L'abbandono della citta fu gia in epoca precristiana, dovuto da eventi naturali di grande portata, fra cui un forte movimento tellurico che provocò il crollo di parecchi edifici pubblici.

Gli scavi archeologici ebbero inizio a partire dal XVI sec e culminarono tra il 1951 e 1972 e riportarono alla luce alcuni dei maggiori edifici pubblici del centro urbano, in particolare la zona degli edifici di spettacolo e il Foro. All'ingresso settentrionale  è posto il grande arco detto di san Damiano, al di fuori del quale sono state ripristinate due sepolture monumentali destinate a personaggi e famiglie di rilievo della città. Il foro di forma trapezioidale è posto a lato della Flaminia, sul piazzale in parte pavimentatao con lastre di marmo rosa, prospettano a sud due Templi gemelli, e a nord si trovano una serie di ambienti absidati certamente a destinazione pubblica.

Sono stati rinvenuti alcuni frammenti di statue onorarie della famiglia giulio-claudia.
Ad est della strada, di fronte al foro c'e' la basilica, grande edificio absidato a tre navate, ed accanto ad essa parte una strada che conduceva alla zona degli edifici di spettacolo come l'anfiteatro e il teatro. a carsulae sono state ritrovate numerose cisterne che consentivano il costante rifornimento idrico e all'alimentazione di un grande impianto termale.

Narni fu centro importante degli umbri, fu conquistata all'inizio del III sec. a.C. dai romani che vi fondarono la colonia latina di Narnia, e divenne punto strategico per la loro successiva penetrazione verso l'Adriatico.

Della citta romana si possono ancora osservare la cinta muraria, l'impianto forense e l'aquedotto. Maestosi sono i maestosi ponti, fra cui spicca il Ponte di Augusto.

Oggi è stata riscoperta la narni Sotterranea, che offre un importante varieta di ambienti da visitare in un percorso guidato affascinante. Immersi in un'atmosfera di grade suggestione si possono ammirare i sotterranei dell'antico convento Domenicano di Santa Maria Maggiore dove nel 1979 furono scoperti una serie di ambienti di grande interesse, fra cui una chiesa rupestre del XIII sec.con affreschi di quel periodo, una cisterna romana perfettamnet conservata e le segrete dell'Inquisizione con due celle attigue alla "Stanza dei Tormenti", una delle quali tappezzata dai graffiti dei condannati.

Inoltre è possibile toccare con mano le riproduzuini reali di strumenti usati dai romani per costriure gli acquedotti sotterranei e osservare le foto dell'acquedotto della Formina, del I sec. d.C.

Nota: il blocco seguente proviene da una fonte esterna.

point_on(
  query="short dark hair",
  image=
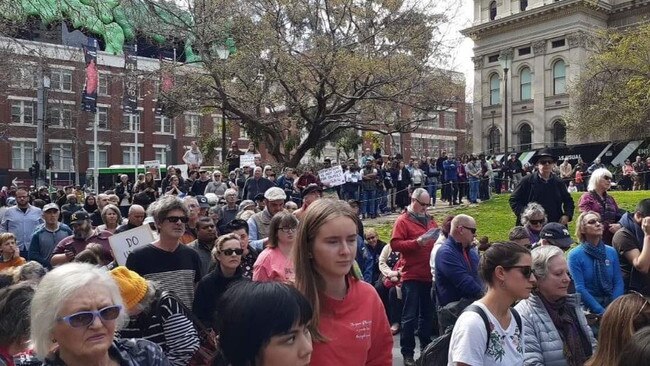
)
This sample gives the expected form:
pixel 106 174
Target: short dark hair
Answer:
pixel 271 308
pixel 504 254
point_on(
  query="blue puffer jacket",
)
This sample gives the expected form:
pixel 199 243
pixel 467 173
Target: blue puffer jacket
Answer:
pixel 544 346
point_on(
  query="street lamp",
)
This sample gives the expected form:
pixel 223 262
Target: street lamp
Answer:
pixel 505 59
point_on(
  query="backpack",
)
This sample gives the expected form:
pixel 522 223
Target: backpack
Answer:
pixel 436 353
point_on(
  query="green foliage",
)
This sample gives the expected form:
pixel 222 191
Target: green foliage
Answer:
pixel 612 94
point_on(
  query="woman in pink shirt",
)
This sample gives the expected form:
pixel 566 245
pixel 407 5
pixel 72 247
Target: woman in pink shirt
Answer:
pixel 274 263
pixel 349 325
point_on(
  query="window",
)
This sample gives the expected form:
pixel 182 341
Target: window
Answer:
pixel 22 155
pixel 103 156
pixel 558 43
pixel 131 122
pixel 61 157
pixel 103 86
pixel 60 116
pixel 525 137
pixel 495 89
pixel 61 80
pixel 559 133
pixel 525 81
pixel 128 155
pixel 22 112
pixel 163 124
pixel 191 125
pixel 559 77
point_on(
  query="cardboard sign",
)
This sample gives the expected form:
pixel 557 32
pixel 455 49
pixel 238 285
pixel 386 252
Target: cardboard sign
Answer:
pixel 153 167
pixel 124 243
pixel 332 176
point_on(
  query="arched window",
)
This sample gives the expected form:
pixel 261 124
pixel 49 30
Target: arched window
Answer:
pixel 494 140
pixel 559 77
pixel 525 83
pixel 525 137
pixel 495 89
pixel 559 133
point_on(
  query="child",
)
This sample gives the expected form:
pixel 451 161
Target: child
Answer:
pixel 10 254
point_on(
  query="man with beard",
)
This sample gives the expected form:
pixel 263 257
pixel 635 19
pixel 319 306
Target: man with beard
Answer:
pixel 83 234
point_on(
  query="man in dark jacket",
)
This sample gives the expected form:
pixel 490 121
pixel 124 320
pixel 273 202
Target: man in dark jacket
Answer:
pixel 545 188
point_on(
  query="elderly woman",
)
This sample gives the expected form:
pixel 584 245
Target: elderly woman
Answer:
pixel 74 315
pixel 594 266
pixel 112 218
pixel 597 200
pixel 555 328
pixel 157 316
pixel 533 219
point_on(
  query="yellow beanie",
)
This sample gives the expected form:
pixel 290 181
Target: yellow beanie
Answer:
pixel 132 286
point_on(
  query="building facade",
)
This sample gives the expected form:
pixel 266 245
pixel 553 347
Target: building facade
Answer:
pixel 545 45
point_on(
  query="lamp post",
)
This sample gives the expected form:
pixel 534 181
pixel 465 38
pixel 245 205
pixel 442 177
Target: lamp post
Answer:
pixel 505 59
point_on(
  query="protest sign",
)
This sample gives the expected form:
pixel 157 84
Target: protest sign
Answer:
pixel 124 243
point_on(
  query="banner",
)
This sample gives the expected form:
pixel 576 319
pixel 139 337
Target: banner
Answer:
pixel 332 176
pixel 130 103
pixel 89 93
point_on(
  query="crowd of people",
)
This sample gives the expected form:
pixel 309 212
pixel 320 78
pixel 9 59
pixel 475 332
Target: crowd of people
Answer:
pixel 253 270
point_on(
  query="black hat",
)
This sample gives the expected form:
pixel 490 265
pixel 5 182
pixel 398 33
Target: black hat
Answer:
pixel 557 234
pixel 543 153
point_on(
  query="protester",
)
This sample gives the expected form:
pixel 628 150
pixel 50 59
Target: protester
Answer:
pixel 78 308
pixel 349 323
pixel 506 269
pixel 555 328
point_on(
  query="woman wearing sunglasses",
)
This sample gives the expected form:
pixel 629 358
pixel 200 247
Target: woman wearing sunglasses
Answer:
pixel 274 263
pixel 555 327
pixel 227 254
pixel 594 267
pixel 506 268
pixel 597 200
pixel 75 312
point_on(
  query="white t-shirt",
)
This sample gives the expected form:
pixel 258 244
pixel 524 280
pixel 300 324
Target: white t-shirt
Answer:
pixel 468 340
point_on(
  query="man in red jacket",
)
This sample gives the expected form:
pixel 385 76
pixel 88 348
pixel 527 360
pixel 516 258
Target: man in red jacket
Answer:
pixel 413 236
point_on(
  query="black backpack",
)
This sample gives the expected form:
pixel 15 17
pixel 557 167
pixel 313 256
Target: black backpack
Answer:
pixel 436 353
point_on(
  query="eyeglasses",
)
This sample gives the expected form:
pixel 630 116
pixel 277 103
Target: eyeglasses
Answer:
pixel 85 318
pixel 229 252
pixel 174 219
pixel 525 270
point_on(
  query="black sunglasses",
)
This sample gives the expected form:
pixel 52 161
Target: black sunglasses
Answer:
pixel 525 270
pixel 174 219
pixel 230 252
pixel 85 318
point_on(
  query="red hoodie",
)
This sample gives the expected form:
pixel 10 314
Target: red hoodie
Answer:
pixel 356 329
pixel 416 258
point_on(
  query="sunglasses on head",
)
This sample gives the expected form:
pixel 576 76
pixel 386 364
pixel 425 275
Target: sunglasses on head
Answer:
pixel 85 318
pixel 174 219
pixel 229 252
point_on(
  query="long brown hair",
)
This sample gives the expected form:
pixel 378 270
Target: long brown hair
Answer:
pixel 308 281
pixel 623 317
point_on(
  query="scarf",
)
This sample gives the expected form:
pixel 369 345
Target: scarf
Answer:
pixel 575 343
pixel 597 253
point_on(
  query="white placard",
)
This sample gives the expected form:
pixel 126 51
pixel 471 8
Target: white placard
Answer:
pixel 332 176
pixel 124 243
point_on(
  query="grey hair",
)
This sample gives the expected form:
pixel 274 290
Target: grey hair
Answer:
pixel 160 208
pixel 596 176
pixel 541 256
pixel 59 286
pixel 531 209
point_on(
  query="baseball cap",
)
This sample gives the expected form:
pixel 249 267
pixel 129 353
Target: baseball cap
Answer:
pixel 557 234
pixel 50 206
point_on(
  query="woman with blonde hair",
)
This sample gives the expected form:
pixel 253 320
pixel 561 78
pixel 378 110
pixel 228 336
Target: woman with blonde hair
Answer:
pixel 349 324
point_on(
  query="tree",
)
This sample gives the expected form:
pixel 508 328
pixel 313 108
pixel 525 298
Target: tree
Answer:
pixel 612 94
pixel 304 71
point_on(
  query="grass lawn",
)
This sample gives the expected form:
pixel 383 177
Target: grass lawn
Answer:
pixel 494 218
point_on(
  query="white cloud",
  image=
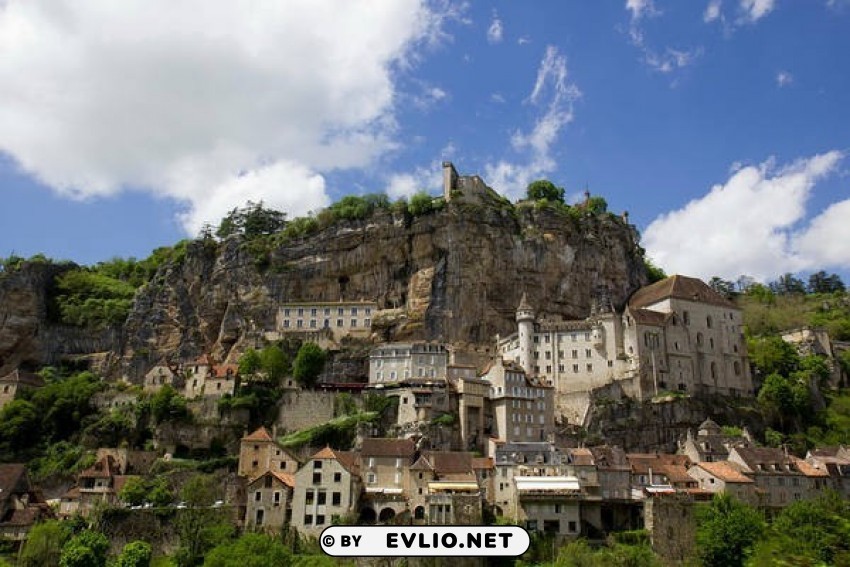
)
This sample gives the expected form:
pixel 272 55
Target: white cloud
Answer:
pixel 556 97
pixel 754 10
pixel 495 31
pixel 751 225
pixel 408 184
pixel 666 60
pixel 712 11
pixel 641 8
pixel 209 103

Altra città di grande interesse sorta lungo la Via Flaminia e' Otricoli, importante centro degli umbri; a partire dal IV sec. a.C. vi furono contatti con i romani che stabilirono accordi con le popolazioni locali, di essi restano testimonianze come ruderi grandiosi, le terme, il teatro e l'anfiteatro, una serie di imponenti costruzioni e molte cisterne per l'approviggionamento idrico.

Di forte influenza Etrusca è invece la citta di Amelia, come risulta da ritrovamenti dei corredi delle necropoli. In epoca romana fu fiorente municipio, ricco soprattutto per un fiornte economia agricola. Fra i monumenti piu noti è la cinta muraria che delimita soprattutto il settore meridionale della città. dalla citta proviene una statua considerata tra i prodotti piu interessanti dell'eta romana, in bronzo di Germanico dell'eta tiberiana.